Though all of this is true, many people believe the story to be in keeping with the idea that the author was an insane, melancholy madman who could not cope with the confines of reality. This characterization, however, came from Griswold who wrote a posthumous biography of Poe, painting him in a highly negative light. Apparently, Griswold was still smarting from some of Poe’s critiques and represented him as a depraved lunatic in his biography. While this work has since been discredited, its characterization stuck, which is why we have the view we have of Poe today.
Poe’s peculiar death may have been the result of “cooping” or voter fraud.
Although Poe was occasionally a drinker, who joined the Sons of Temperance—a sort of AA for the times—before he died, witnesses and scholars disagree on whether or not he actually died of alcohol poisoning or if he was even drunk at all when he was found in the streets. Though intoxication would easily explain the fact that Poe was rambling, ranting, and wearing someone else’s clothes, an editor and acquaintance of his, Dr. Joseph E. Snodgrass, said Poe had been intoxicated, while Dr. John Joseph Moran, the physician who attended Poe, said he “had not the slightest odor of liquor upon his breath or person.”

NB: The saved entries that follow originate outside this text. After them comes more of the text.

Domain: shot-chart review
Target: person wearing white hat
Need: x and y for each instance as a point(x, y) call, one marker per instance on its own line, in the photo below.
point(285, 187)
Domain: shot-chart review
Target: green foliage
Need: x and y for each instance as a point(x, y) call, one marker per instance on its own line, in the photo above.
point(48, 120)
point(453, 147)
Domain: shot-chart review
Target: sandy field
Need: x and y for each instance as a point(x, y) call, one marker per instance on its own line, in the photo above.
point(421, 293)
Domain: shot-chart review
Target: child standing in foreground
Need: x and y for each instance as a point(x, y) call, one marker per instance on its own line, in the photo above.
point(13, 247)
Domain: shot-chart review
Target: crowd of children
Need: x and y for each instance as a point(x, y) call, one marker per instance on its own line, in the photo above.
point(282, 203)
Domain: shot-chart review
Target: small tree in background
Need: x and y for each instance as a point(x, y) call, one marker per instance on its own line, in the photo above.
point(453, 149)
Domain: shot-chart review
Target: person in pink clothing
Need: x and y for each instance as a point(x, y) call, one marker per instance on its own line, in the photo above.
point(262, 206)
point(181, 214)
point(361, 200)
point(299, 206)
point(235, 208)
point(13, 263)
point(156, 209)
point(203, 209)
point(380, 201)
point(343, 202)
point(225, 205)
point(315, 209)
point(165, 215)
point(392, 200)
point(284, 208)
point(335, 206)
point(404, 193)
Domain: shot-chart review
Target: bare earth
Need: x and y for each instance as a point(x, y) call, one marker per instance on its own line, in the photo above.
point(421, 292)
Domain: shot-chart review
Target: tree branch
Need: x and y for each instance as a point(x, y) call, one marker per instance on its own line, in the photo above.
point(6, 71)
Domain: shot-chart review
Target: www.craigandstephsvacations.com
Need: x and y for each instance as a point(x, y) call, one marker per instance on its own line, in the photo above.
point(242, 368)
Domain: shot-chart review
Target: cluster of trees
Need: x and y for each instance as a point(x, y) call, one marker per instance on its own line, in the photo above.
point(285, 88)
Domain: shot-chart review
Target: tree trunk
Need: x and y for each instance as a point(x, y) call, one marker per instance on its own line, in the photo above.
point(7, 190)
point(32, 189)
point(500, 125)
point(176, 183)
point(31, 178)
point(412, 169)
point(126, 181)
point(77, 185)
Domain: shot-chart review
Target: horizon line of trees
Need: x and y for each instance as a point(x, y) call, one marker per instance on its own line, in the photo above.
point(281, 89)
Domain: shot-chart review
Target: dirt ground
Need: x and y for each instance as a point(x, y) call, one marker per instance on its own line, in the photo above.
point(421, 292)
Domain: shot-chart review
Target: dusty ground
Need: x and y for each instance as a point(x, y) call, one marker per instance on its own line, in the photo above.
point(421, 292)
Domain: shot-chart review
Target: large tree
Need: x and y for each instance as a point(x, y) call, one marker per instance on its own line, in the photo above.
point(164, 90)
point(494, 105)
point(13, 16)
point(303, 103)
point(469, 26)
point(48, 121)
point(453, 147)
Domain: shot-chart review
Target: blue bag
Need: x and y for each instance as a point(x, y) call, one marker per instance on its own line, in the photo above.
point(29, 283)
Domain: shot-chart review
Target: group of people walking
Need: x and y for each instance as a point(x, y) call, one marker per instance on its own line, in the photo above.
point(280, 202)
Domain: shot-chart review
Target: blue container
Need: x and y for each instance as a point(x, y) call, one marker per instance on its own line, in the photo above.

To make matters weirder, there was also a popular scam at the time that may explain Poe’s strange circumstances. It was a form of voter fraud where people would kidnap individuals, drug them, and force them to vote multiple times for the candidate of their choice. Known as “cooping,” this sometimes involved repeatedly dressing the individual in different clothing so they could continue to vote. Still, no conclusive proof about the cause of Poe’s death has ever surfaced.
Edgar Allan Poe was buried in an unmarked grave for the first 26 years of his passing.
Naturally, Poe’s story can’t be complete without musings on his post-death tale, which saw him buried in Baltimore’s Westminster Hall and Burying Ground without even the decency of a headstone. This was not solely because of his financial woes, as many believe, but actually, because the headstone that was created for him was destroyed in a freak accident where a train went off the tracks and smashed it to bits. In 1873, a poet saw the disrepair of Poe’s grave and published a plea in the newspaper that it be restored to a glory befitting his fame. A teacher in Baltimore raised money with her class, and after receiving extra funds from a wealthy publisher, there was finally enough to rebury Poe in 1875.
His late wife, meanwhile, had been buried in another cemetery, which was destroyed in 1875. This would have made it difficult to find her body and move it to be with her husband’s. However, a man named William Gill, a Poe fan and biographer of the late author, had already exhumed her remains. He kept them in a box under his bed for several years before finally handing them over. Virginia Clemm was finally buried with her husband in 1885.
Poe’s defamation of character and strange death certainly helped lead to the image most people have in their minds of a tortured, crazed genius who managed to write beautiful works while being plagued by supernatural torments. In reality, Poe himself was much more ordinary than we might imagine. Of course, as we know, his life did hail some eccentricities, but perhaps the most mysterious truths about Poe are those we can’t explain away with claims of insanity and unconventionality.